I’m really in love with this whole Sanjaya phenomenon. If you haven’t been keeping up, you can read about it here or here. Side note: upon looking up Sanjaya in Wikipedia, I noticed this:
Is that pronunciation seriously helpful for anyone?
Basically, Sanjaya is a contestant in American Idol. He’s not the best singer in the group. And since my mom and Cowboy Bob taught me if you can’t say something nice, don’t say anything at all, that’s all I’m going to say about his talent (see how nice I am? I didn’t even put quote marks around the word talent). Even though he has questionable skills, he is still in the competition. Which means someone – a lot of someones actually – vote for him every week. They pick up their peanut-sized phones and punch in just the right numbers to say, Hey, that Sanjaya is one cool kid and YES! I’d like to see him back next week.
America is so freakin’ awesome.
Vote for the Worst has rallied their readers to vote for Little S. Howard Stern is in on the gig. Also, I suspect every pre-pubescent girl with a cell phone and a severe lack of pitch watches each week screeching and nearly fainting dead away because ohmygahejustlookedatthecameraandsmiledblaaaaaaaaaahh! It’s clear to me that this is his target audience. Girls just old enough to know they are supposed to like boys but not old enough to really like boys yet and so they pick a boy to like that in many ways looks and acts just like they do. Boys like this seem safe. With just a hint of sexy – or at least what they think is sexy. It sort of comes off to me as pitiful or confused. Like that one time The Hub tried to lean coyishly against the door frame with his hands in his pockets but missed the wall and unable to catch himself fell like an elephant seal into the hallway. But it works for the little girls watching. They fall for Sanjaya. Not because of his voice or his ponyhawk, but because it’s safe and a little dangerous all at once. Not too much. Just a little. It’s like a trial-sized obsession. A sample-sized crush. They are trying it out. Seeing how it works. It’s not quite the real thing – it’s a pre-teen version of the real thing. Sanjaya is the Love’s Baby Soft Perfume of music.

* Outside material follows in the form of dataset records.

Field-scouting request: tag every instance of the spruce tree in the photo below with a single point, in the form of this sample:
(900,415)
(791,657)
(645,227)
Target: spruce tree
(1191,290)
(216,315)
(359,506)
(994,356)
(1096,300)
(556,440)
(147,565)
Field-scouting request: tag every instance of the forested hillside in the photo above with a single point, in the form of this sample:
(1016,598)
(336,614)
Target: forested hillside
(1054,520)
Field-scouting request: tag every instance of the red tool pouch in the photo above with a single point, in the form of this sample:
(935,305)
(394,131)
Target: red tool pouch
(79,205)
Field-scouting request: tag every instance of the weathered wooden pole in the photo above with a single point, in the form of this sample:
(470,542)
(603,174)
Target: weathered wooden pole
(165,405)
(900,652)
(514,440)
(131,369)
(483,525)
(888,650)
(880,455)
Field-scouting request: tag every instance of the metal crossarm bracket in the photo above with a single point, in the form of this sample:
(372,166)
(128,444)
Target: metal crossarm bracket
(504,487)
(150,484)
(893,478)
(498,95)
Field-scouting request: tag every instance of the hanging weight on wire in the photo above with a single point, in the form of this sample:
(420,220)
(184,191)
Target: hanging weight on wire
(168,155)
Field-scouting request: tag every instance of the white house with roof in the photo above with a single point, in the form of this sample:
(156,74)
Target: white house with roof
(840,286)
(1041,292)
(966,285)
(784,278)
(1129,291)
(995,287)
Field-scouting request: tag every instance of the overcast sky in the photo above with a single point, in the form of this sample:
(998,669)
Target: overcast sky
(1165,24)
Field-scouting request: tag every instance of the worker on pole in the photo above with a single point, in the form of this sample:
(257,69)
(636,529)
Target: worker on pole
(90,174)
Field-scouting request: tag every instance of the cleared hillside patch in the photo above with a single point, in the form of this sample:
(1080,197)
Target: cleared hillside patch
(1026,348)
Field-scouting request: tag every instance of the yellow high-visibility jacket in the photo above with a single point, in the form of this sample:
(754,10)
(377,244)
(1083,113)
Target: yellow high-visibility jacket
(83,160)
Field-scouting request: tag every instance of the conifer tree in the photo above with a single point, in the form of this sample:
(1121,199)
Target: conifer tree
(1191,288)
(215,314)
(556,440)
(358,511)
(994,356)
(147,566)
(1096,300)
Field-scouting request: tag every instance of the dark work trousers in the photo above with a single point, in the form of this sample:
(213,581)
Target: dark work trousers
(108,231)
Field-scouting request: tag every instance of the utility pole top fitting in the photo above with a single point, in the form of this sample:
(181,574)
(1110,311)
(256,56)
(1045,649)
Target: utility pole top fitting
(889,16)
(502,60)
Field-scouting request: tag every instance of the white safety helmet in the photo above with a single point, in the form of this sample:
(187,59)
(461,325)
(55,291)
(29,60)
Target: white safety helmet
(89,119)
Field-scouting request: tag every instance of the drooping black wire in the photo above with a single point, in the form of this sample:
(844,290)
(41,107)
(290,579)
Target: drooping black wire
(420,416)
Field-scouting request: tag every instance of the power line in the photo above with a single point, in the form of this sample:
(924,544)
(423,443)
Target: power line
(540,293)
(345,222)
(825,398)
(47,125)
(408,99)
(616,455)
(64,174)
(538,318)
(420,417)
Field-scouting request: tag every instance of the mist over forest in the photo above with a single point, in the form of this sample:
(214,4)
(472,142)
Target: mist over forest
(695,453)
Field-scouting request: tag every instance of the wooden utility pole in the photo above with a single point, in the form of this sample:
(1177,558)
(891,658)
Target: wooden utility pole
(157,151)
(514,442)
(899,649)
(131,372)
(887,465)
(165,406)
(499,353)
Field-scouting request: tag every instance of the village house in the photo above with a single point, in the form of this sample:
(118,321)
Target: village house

This is not the first time something like this has happened – where questionable talent makes it big because of the power of the pre-teen. And Sanjaya really does have all the makings of the next Menudo. Except for he’s one guy – not five and, of course, he’s not Puerto-Rican. I don’t think. But really, if you watch just once, you’ll see he’s too-tight pants and a headband waiting to happen. Mark my words. Then, if you have daughters in the 9 to 12 range, turn the channel or every stray dog within a 10 mile radius will show up on your porch.
Oh, my point. Self-awareness. Is he or isn’t he? For this poor sap it all comes down to this, is Sanjaya in on the joke? Does he know he’s not so good and is just riding it for all it is worth or does he really think he’s got this sucker in the B.A.G.? Not sure. All I know is that a couple weeks ago when a disgusted Simon sarcastically said, Okay, let’s change tactics ... you were incredible. Sanjaya piped up enormously, WELCOME TO THE UNIVERSE OF SANJAYA! And that frightens me. Frightens me big and bad. And not just because I began to think about if The Universe of Sanjaya had an beauty pageant or not. But because I just think anytime anyone is uttering the words, Welcome to the Universe of <insert name here>, self-awareness just may be the least of their worries.
And that’s all I have to say about that. For now. From the Universe of Jenné.